13. In relation to determining a measurement framework, it was highlighted that much of the data available to inform the Funeral Cost Plan was anecdotal and the Scottish Government would be grateful if the Reference Group could share data sources that they are aware of or provide suggestions on how we can collect robust data to inform the Plan and development of a Funeral Poverty Measurement Framework.
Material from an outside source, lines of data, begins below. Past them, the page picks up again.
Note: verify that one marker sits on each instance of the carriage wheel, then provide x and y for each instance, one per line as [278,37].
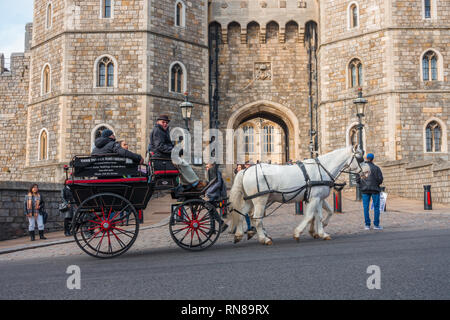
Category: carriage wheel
[193,226]
[108,230]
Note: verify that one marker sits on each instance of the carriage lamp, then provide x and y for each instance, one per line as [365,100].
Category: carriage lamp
[186,110]
[360,104]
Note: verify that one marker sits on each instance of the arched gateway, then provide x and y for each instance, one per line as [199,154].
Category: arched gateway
[270,132]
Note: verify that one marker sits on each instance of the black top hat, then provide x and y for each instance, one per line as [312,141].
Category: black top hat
[163,117]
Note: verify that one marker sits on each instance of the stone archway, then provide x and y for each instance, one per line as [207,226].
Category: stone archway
[272,111]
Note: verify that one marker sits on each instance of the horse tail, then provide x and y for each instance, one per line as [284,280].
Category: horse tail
[237,198]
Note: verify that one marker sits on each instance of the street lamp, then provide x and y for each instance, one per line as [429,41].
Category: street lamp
[360,104]
[186,110]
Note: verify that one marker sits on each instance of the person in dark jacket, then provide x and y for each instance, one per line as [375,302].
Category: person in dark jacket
[68,199]
[217,191]
[161,146]
[369,183]
[107,144]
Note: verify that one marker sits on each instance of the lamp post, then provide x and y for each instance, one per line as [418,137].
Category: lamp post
[186,110]
[360,104]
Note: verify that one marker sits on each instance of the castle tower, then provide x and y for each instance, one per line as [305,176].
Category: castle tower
[259,66]
[396,52]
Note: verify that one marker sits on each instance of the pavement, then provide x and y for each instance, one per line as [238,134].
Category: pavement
[402,215]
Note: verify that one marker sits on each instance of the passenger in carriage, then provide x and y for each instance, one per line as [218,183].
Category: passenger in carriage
[161,146]
[107,144]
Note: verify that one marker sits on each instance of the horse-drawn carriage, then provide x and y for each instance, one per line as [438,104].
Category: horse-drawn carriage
[111,193]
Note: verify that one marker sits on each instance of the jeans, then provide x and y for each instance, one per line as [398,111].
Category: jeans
[376,207]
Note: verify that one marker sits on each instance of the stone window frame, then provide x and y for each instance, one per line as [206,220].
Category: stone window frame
[350,25]
[349,130]
[40,158]
[43,80]
[184,82]
[268,138]
[96,70]
[444,143]
[182,16]
[433,10]
[49,20]
[349,74]
[102,7]
[440,65]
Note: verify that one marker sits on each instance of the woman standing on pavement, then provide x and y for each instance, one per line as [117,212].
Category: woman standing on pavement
[33,205]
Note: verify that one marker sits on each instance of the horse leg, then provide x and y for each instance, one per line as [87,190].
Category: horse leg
[239,234]
[320,230]
[258,214]
[309,215]
[329,211]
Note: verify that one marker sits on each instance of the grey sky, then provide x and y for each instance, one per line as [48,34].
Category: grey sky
[14,15]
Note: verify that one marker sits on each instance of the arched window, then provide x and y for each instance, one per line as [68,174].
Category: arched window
[355,73]
[105,76]
[248,139]
[427,9]
[353,15]
[49,14]
[43,145]
[433,137]
[268,139]
[430,66]
[180,14]
[46,80]
[106,8]
[177,78]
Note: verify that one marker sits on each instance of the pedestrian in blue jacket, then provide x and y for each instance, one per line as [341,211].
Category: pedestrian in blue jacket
[369,183]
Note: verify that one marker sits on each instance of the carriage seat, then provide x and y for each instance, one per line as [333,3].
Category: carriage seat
[105,166]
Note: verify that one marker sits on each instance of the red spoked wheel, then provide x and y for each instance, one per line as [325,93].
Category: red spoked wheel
[105,225]
[195,225]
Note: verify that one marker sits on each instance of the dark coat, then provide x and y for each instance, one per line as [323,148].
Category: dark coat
[217,190]
[160,144]
[111,146]
[371,184]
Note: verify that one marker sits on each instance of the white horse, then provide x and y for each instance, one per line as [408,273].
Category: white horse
[282,184]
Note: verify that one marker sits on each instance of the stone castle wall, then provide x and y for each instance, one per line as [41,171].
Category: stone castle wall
[13,117]
[13,222]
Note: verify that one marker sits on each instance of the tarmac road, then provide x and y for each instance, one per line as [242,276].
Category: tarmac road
[412,264]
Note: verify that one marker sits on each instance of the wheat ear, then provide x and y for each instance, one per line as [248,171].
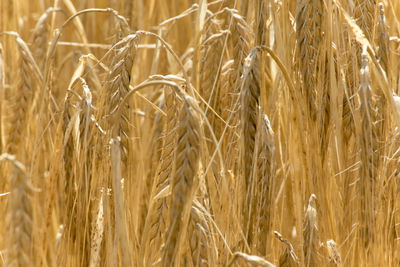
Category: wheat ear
[20,218]
[311,235]
[182,183]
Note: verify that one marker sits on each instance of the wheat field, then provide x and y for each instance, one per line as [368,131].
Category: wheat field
[199,133]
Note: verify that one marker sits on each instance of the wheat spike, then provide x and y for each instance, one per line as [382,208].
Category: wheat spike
[309,38]
[364,13]
[311,235]
[20,219]
[182,183]
[288,257]
[367,153]
[333,252]
[249,101]
[118,82]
In order to move this work forward the data would need to be provided by end March.
14. Paul Cuthell indicated that NAFD would be happy to collate the figures on different funeral types and would liaise with SAIF on this before providing information.
15. Simon Cox indicated that Dignity held some data on the monies that they receive from DWP for the funerals that they carry out and would to share this.
Action 4 NAFD to provide data on Direct Cremation and Direct to the Crematorium funerals – Paul Cuthell
Action 5 Dignity to provide data on the monies that received from DWP for the funerals that they carry out for people in receipt of the Funeral Payment – Simon Cox
Action 6 Carolyn Pretty indicated that she could provide data from the NHS and also bereavement co-coordinator contacts to inform this work.
Action 7 Fraser Sutherland to speak to SAFA to see if they have any data on charitable grant applications to help pay for funerals.
16. Once the Funeral Cost Plan structure had been refined it would be submitted to Ministers to ensure it was in line with their expectations. More detail would then be collected though engagement with organisations to help develop the Plan.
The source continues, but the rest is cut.